Leading the charge on Tuesday morning was President Donald Trump, who once belittled the Arizona Republican for being shot down and captured during the Vietnam War.

Trump tweeted Tuesday that it was "So great that John McCain is coming back to vote," calling him "brave" and an "American hero."

Trump and McCain have butted heads over Trump's brash rhetoric on the campaign trail and his hard stance against immigration since Trump thrust himself onto the national political scene as a legitimate presidential candidate in 2015 .

In July 2015, Trump, then just an outsider candidate for the Republican nomination, told a crowd at a campaign event in Ames, Iowa, that McCain was "not a war hero."

"He was a war hero because he was captured. I like people who weren't captured."

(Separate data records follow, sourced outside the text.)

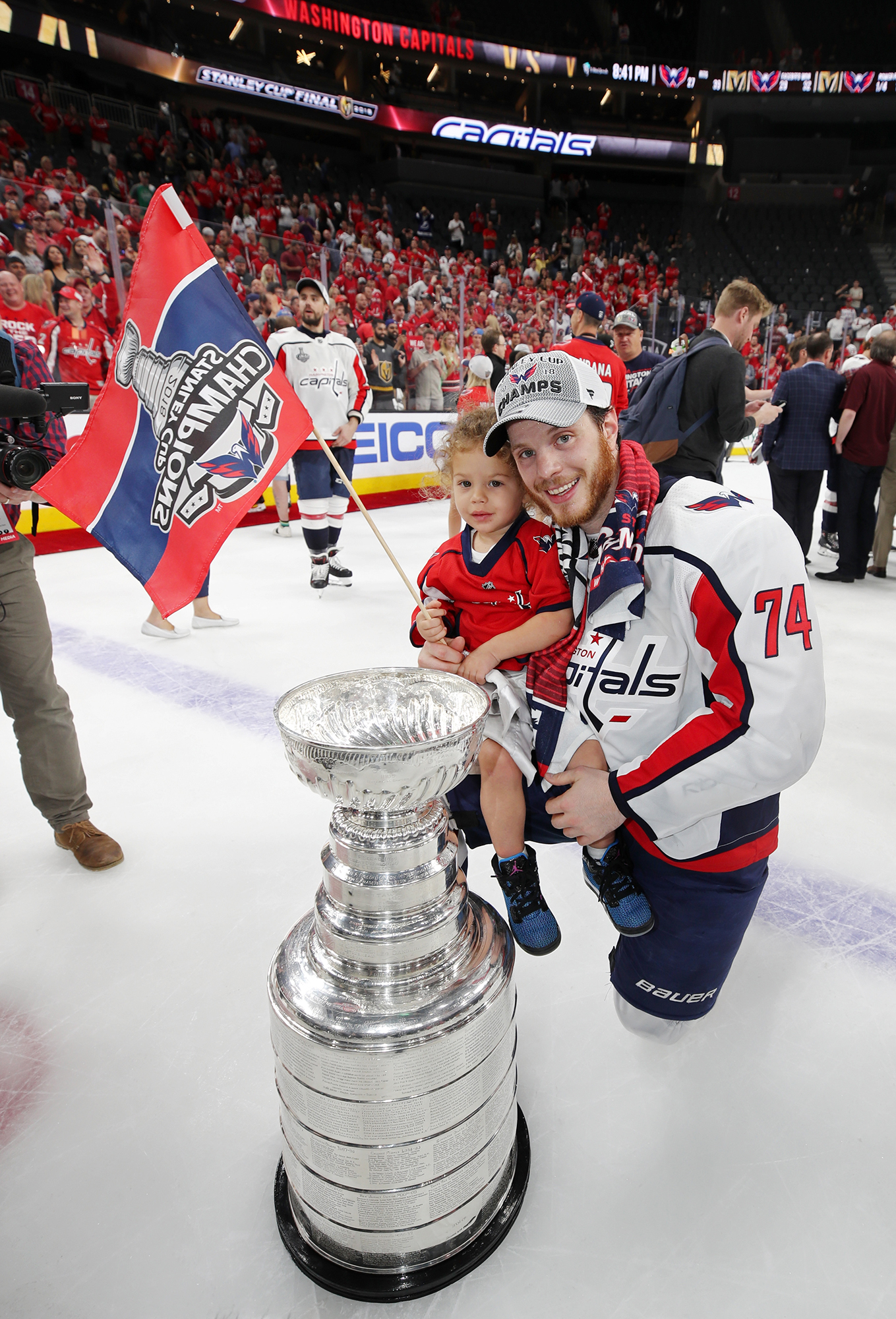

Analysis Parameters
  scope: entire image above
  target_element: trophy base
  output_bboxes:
[274,1107,531,1303]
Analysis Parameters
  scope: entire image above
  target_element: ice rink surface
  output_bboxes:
[0,462,896,1319]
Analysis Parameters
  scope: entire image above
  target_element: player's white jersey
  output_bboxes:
[558,477,825,871]
[268,328,371,447]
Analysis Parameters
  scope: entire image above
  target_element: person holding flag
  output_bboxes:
[268,276,371,591]
[0,330,124,871]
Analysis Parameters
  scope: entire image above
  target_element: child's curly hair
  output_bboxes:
[425,406,522,499]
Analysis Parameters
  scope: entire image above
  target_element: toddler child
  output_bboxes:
[411,409,653,955]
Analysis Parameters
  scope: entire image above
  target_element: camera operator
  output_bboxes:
[0,334,124,871]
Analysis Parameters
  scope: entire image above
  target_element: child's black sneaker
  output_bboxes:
[491,844,560,958]
[582,839,653,939]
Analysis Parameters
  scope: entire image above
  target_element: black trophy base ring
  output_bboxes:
[274,1107,531,1303]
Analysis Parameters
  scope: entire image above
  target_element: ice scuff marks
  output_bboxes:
[756,860,896,973]
[53,624,277,737]
[0,1008,46,1149]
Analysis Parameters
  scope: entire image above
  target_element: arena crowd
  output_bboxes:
[0,98,896,410]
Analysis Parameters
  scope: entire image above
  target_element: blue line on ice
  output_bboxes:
[53,625,896,972]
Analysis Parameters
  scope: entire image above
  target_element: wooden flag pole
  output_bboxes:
[311,426,433,623]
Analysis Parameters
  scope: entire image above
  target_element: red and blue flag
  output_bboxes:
[36,186,313,616]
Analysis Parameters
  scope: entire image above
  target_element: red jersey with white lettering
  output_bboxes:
[411,513,570,673]
[0,302,46,344]
[41,317,112,394]
[553,338,628,412]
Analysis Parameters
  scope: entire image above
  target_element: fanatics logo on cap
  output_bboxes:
[507,356,537,385]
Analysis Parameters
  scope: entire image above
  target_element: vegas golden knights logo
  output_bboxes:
[812,69,841,94]
[725,69,747,91]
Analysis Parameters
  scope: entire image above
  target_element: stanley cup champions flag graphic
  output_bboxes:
[36,185,311,615]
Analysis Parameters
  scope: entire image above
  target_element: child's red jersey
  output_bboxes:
[411,513,570,673]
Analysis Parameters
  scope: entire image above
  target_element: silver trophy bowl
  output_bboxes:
[268,669,528,1301]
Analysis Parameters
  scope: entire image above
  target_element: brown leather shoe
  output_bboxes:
[53,820,124,871]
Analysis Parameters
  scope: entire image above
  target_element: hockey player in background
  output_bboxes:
[268,277,371,591]
[421,352,825,1043]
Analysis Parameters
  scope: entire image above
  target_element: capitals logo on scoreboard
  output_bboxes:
[750,69,781,91]
[660,65,688,91]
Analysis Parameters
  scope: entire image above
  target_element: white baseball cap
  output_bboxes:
[482,352,612,458]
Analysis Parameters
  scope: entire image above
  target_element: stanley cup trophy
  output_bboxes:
[268,669,529,1301]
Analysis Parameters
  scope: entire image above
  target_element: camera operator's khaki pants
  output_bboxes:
[0,536,92,830]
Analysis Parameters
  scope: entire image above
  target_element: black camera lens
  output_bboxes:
[0,445,50,491]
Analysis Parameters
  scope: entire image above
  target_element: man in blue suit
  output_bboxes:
[762,330,846,563]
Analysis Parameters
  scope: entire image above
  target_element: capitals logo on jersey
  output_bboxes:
[685,491,752,513]
[40,185,311,615]
[660,65,688,90]
[750,69,781,91]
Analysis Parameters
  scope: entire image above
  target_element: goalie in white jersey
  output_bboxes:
[268,277,371,591]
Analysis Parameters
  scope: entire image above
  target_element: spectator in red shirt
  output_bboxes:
[554,293,628,413]
[482,220,498,265]
[0,270,46,344]
[822,332,896,582]
[121,202,144,241]
[41,286,112,404]
[32,92,62,146]
[87,111,112,156]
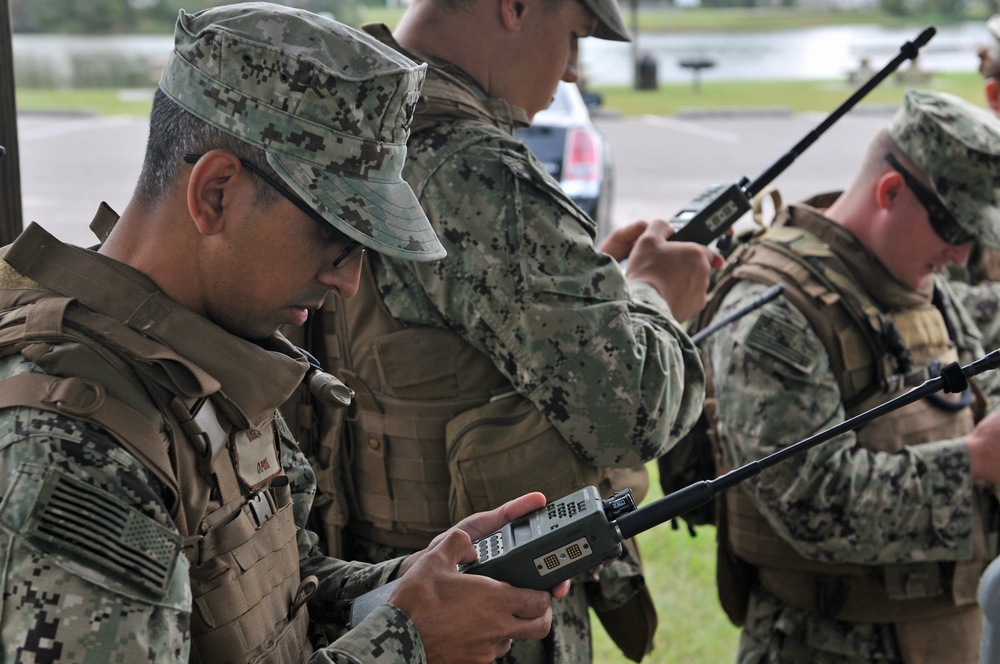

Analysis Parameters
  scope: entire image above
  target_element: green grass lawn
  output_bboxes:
[591,463,739,664]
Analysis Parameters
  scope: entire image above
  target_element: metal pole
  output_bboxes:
[629,0,639,90]
[0,0,23,245]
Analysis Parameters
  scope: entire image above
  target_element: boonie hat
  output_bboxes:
[889,90,1000,249]
[160,2,445,261]
[580,0,632,41]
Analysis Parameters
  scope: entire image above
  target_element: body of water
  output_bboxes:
[580,21,992,85]
[13,16,991,87]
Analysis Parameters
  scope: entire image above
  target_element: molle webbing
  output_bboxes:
[325,261,510,548]
[0,240,315,664]
[713,227,897,406]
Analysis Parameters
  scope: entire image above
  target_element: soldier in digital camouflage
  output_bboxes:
[0,3,567,664]
[949,14,1000,350]
[278,0,721,664]
[704,90,1000,664]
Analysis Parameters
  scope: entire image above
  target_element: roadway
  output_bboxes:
[11,109,891,245]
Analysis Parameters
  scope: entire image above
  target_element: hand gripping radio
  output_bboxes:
[350,350,1000,627]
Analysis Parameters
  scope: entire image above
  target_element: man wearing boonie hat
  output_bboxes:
[278,0,721,664]
[704,90,1000,664]
[0,3,566,664]
[947,14,1000,384]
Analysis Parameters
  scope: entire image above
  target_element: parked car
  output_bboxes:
[517,81,614,241]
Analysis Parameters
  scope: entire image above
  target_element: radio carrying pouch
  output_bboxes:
[445,393,601,523]
[445,393,657,662]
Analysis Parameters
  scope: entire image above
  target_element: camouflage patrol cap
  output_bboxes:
[160,2,445,261]
[580,0,632,41]
[889,90,1000,249]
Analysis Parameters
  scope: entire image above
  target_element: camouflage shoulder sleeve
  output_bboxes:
[705,282,973,565]
[0,408,191,664]
[318,604,427,664]
[376,132,704,466]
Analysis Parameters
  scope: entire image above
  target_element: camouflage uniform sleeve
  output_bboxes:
[948,281,1000,351]
[706,282,973,565]
[376,139,704,466]
[0,408,192,664]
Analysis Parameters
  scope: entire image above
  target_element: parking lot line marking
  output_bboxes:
[17,115,135,141]
[642,115,742,143]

When Trump signed the first iteration of his executive order travel ban against citizens of seven majority-Muslim countries in the Middle East and Africa in January, McCain was on the front line of lawmakers pushing back against the ban.

"We fear this executive order will become a self-inflicted wound in the fight against terrorism," McCain said in a joint statement with Sen. Lindsey Graham, R-S.C.

"Our most important allies in the fight against ISIL are the vast majority of Muslims who reject its apocalyptic ideology of hatred," the statement continued. "This executive order sends a signal, intended or not, that America does not want Muslims coming into our country. That is why we fear this executive order may do more to help terrorist recruitment than improve our security."

McCain has voted with Trump 90.5 percent of the time since Trump's inauguration in January, according to FiveThirtyEight.com. But that is the third-lowest mark among Republicans, trailing only Sens. Rand Paul of Kentucky and Susan Collins of Maine.

But he has also criticized Trump's foreign policy, as recently as Monday tweeting that a Washington Post story headlined "The Trump team is repeating Obama's mistakes in Syria" was a "must-read."

In a statement on his website Monday, McCain's office said the senator "looks forward to returning to the United States Senate tomorrow to continue working on important legislation, including health care reform, the National Defense Authorization Act, and new sanctions on Russia, Iran and North Korea."